Protecting your startups server from attacks - jitbit
http://blog.jitbit.com/2011/03/protecting-your-startups-server-from.html

======
Udo
The solution to the password/username problems in the Unix-like world would be
to use SSH with password login disabled, just using keys. Attackers can still
brute force a key, but it's a pretty unlikely scenario. If you've got SSH,
then you won't need FTP or any other admin ports open. Even more secure would
be to VPN directly into the data center and access your servers over the
internal network only - though that's probably overkill for most purposes.

I wouldn't put too much trust into obfuscation techniques such as using non-
standard portnames and URLs.

Backups are of course deadly important. There are a million things that can
kill or corrupt your servers. Most of the time, you don't really need to use
an online service for that. Another machine somewhere in the world capable of
cron, SSH and rsync will almost always do the trick.

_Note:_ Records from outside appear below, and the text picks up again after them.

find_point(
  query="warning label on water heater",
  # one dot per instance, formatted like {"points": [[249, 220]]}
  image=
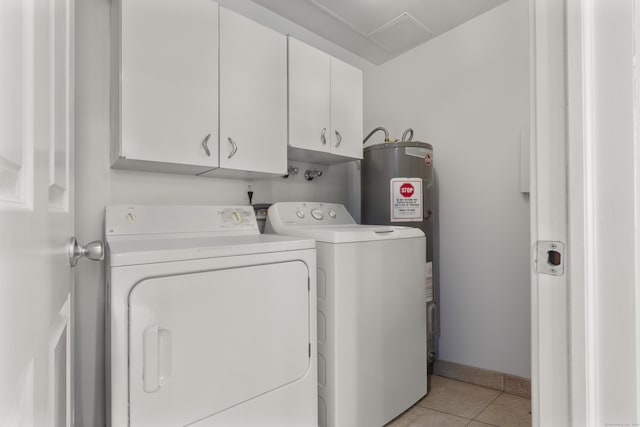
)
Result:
{"points": [[406, 199]]}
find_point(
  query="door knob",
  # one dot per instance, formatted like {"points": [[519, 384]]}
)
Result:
{"points": [[93, 251]]}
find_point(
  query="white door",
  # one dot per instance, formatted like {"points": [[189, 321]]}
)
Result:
{"points": [[309, 97], [253, 96], [205, 342], [586, 322], [36, 211]]}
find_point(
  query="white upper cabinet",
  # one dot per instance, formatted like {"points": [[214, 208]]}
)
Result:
{"points": [[325, 106], [253, 96], [309, 97], [346, 109], [166, 85]]}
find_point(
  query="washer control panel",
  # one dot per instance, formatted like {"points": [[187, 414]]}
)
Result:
{"points": [[310, 213], [236, 217]]}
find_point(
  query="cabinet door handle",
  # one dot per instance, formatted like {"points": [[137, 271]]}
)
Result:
{"points": [[205, 144], [338, 139], [234, 149]]}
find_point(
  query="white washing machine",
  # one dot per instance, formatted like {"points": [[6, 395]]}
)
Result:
{"points": [[372, 333], [209, 323]]}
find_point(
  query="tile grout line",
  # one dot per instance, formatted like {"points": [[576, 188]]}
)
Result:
{"points": [[488, 404], [448, 413]]}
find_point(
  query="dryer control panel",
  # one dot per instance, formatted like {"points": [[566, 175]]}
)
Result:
{"points": [[159, 220]]}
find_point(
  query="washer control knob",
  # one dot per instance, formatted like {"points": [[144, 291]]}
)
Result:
{"points": [[235, 217], [317, 214]]}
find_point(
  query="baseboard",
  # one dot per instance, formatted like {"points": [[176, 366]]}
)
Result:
{"points": [[508, 383]]}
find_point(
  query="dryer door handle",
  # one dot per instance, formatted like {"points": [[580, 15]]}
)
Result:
{"points": [[156, 353]]}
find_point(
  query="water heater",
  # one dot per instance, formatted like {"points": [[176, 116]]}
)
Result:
{"points": [[398, 189]]}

It is also a good idea to establish mechanisms that enable the servers to
alert you of strange things going on. For example, you can set up the system
to message you every time a remote login takes place. If it's you, you can
discard the notification. If it's not you, you know instantly that you've got
a problem.

------
asharp
I think point 7 needs a slight bit of expansion. -> Don't allow anything
sensitive to be accessed from the outside world.

Creating a vpn takes seconds and provides a very strong wall between everybody
who isn't you and your vulnerable services (ie. sql server/etc.)